I had a buck brought to me from Idaho to CA. It was great. And oh so affordable. It's what he does for a living so he knows the drill with crossing state lines etc.


----------



## Goat_Scout (Mar 23, 2017)

Yay, I’m so glad you’re getting him! Such a handsome little guy, can’t wait to see his babies...


----------



## Jessica84 (Oct 27, 2011)

All gosh I’m a little jealous!!! I really can’t express how in love I am with that guy! 
How far is he being shipped? I’ve had Washington to California and Texas to California both in a livestock trailer, both over nighted in the trailer as well for a few hours while drivers slept and they were fine. Just keep a very close eye on him when he gets home. The biggest threat is pneumonia (shipping fever). Now when I bought my black dapple buck it was a 2 1/2 hour drive for me and he he started to not eat or drink well so I just treated him for pneumonia to play it safe and he was just fine.
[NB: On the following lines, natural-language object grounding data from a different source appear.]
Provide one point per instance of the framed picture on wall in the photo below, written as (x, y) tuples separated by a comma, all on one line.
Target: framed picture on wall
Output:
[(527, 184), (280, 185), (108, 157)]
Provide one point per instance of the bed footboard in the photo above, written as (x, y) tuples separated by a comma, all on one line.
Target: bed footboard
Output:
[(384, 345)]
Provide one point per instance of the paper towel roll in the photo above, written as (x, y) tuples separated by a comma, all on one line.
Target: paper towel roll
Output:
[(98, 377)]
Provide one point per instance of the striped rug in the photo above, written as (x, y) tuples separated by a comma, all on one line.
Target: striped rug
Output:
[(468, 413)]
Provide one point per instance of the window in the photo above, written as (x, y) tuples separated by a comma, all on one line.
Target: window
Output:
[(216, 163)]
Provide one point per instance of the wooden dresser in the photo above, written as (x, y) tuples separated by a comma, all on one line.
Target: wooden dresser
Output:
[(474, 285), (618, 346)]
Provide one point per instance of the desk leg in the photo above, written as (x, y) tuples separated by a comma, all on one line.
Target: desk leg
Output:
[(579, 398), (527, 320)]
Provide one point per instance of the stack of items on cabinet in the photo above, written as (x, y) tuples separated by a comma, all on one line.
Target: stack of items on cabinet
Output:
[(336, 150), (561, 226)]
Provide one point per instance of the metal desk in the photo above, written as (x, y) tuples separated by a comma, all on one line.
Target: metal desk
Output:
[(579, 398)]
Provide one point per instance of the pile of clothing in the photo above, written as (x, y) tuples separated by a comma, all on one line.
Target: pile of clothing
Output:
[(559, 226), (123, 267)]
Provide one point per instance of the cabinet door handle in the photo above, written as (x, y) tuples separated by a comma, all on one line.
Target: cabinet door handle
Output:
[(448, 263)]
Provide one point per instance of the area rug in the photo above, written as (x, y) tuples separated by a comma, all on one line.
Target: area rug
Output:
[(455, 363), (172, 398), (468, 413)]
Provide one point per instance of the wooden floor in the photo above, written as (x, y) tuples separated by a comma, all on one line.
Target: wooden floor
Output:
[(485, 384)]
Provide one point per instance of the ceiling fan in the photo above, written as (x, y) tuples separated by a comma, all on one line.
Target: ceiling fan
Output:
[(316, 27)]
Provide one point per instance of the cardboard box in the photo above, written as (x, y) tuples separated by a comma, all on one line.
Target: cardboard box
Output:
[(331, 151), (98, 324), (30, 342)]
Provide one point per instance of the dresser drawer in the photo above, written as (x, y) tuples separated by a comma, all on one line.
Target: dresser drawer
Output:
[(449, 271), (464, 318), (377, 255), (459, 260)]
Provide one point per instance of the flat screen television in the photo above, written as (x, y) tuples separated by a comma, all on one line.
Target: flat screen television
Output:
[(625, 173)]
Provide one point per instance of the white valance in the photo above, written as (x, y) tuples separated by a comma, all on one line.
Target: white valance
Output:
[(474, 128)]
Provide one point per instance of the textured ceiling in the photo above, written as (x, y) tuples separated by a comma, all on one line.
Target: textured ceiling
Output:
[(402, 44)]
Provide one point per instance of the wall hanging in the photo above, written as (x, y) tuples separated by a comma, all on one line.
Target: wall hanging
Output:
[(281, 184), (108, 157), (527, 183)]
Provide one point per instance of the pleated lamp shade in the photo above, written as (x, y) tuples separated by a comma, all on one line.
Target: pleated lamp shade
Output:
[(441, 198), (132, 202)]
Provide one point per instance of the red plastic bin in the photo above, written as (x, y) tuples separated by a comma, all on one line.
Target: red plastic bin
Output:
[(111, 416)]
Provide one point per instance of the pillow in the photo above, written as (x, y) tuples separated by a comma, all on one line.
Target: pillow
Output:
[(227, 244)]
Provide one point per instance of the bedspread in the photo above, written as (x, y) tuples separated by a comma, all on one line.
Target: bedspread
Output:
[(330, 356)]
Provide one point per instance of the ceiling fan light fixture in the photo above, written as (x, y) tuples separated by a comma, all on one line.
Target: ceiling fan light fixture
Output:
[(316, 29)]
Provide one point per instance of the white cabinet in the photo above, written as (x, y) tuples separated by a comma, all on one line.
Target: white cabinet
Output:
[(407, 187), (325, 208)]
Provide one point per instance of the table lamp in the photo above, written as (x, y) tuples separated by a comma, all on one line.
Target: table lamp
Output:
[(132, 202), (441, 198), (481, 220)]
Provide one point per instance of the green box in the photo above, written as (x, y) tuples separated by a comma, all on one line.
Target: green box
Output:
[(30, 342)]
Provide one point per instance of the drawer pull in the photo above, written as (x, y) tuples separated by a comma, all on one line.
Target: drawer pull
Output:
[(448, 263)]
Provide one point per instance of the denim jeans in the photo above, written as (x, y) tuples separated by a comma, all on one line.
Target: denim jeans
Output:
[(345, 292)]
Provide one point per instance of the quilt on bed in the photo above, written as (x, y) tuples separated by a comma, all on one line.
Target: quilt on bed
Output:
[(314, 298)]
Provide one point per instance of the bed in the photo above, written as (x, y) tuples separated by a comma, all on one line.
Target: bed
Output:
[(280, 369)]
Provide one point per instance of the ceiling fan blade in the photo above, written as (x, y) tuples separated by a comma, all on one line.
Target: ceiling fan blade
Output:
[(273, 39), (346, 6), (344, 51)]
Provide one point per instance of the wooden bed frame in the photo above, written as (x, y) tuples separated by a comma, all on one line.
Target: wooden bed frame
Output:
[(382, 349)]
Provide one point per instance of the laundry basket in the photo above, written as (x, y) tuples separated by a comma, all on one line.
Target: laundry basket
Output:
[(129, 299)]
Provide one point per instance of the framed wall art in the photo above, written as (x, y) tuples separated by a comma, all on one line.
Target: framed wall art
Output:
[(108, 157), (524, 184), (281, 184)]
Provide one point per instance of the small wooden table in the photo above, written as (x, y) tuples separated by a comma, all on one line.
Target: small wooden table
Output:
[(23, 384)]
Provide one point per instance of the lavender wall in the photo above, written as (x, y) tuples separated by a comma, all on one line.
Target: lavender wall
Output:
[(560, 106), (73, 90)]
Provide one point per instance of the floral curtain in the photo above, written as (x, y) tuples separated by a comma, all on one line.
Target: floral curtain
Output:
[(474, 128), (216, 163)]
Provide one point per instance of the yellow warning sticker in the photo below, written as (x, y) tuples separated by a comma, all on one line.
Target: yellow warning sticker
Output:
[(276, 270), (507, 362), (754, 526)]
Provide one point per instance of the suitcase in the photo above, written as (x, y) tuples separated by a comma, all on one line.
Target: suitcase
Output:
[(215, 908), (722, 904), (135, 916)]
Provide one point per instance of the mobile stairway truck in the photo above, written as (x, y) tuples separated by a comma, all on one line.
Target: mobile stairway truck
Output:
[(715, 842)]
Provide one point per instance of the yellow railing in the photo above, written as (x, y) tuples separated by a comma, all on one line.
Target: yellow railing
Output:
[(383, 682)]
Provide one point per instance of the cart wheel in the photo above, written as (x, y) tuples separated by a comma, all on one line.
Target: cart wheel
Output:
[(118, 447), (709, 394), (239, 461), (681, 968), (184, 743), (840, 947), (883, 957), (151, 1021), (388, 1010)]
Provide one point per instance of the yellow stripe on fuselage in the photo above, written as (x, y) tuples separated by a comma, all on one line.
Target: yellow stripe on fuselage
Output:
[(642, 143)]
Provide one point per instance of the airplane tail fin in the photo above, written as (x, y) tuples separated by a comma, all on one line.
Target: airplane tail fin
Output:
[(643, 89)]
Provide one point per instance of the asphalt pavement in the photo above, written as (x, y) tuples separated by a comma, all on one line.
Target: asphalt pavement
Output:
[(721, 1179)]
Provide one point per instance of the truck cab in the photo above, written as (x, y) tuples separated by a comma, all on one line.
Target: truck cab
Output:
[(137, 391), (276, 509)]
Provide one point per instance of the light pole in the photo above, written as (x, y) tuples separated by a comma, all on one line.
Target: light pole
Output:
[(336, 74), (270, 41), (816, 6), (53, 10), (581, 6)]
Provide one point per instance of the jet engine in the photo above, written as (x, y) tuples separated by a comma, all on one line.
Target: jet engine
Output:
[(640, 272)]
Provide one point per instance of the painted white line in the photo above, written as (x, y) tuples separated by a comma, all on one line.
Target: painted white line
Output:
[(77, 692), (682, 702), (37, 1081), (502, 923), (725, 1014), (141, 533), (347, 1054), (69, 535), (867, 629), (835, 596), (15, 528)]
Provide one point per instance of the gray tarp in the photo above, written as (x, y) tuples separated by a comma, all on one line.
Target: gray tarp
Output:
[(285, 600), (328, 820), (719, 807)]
Oh! My parents also brought me a doing and buckling from Nevada. They were in a dog crate that went 2 hours from Nevada to their place in Northern California. And then a few days later 6 hours down to me and again was fine. I forgot about those ones lol.
But bottom line here just keep a eye on him when he gets home. It’s going to be stressful for him between loosing mom, the car ride, and a new home. Also keep a eye on eye lids and any signs of parasites. Stress can bring on all kinds of things. But a total huge CONGRATS!!!!


----------



## Lstein (Oct 2, 2014)

Thanks everyone. He is coming from Ohio all the way to nowhere....er North Dakota. A 20hr drive  if you took a straight shot at it.


----------



## toth boer goats (Jul 20, 2008)

All good advice.

He looks good.


----------



## Suzanne_Tyler (Jul 19, 2014)

Wow, that is a ways to go. Are you going to be making the trip?


----------



## Lstein (Oct 2, 2014)

Nope, the breeder recommended a ground shipper person to us; so we went with him. So beginning of March is when he should be arriving.


----------



## mariarose (Oct 23, 2014)

Kath G. said:


> No shipping experiences, but he's absolutely beautiful! Can't wait to see pics of him as he grows!





Suzanne_Tyler said:


> He is so handsome!!


All kinds of Dittoes here.


----------



## billiejw89 (May 7, 2014)

he is so handsome!


----------



## Jessica84 (Oct 27, 2011)

Well 20 hours is long but about the same as when I got the doe from Texas. I think it’s scary and they take it about the same no matter how long they are being hauled. Being in a van will keep the cold off of him just as long as it isn’t totally air tight he should be just fine. 
One thing that some people do is put the animal on electrolytes before hauling. None of the ones I had hauled did had that and I don’t believe the hauled I’m FB friends with does it either so I wouldn’t stress if it doesn’t get done or you feel it’s too much to ask the seller to do  he will be just fine.


----------



## Somechicksgoats (Aug 14, 2017)

I am so jealous! I lost my spotted billy yesterday :-(


----------



## Jessica84 (Oct 27, 2011)

I’m sorry for your loss somechicksgoats


----------



## Somechicksgoats (Aug 14, 2017)

Jessica84 said:


> I'm sorry for your loss somechicksgoats


It was sad, but one of those things where you've tried everything and the animal just refuses to thrive. The breeder that I got him from tho is so wonderful, they kept in contact with me thru the whole thing, and made sure I knew that they would replace him with one from this years babies. The funny thing is that I have bought most of my registered stock from them (They have beautiful lines and stock) and I have never had a problem.


----------



## toth boer goats (Jul 20, 2008)




----------



## Lstein (Oct 2, 2014)

This guy gets picked up from the breeder tonight for his trip west! So excited!


----------



## Jessica84 (Oct 27, 2011)

YAY!!!! I was just thinking about you and him the other day!


----------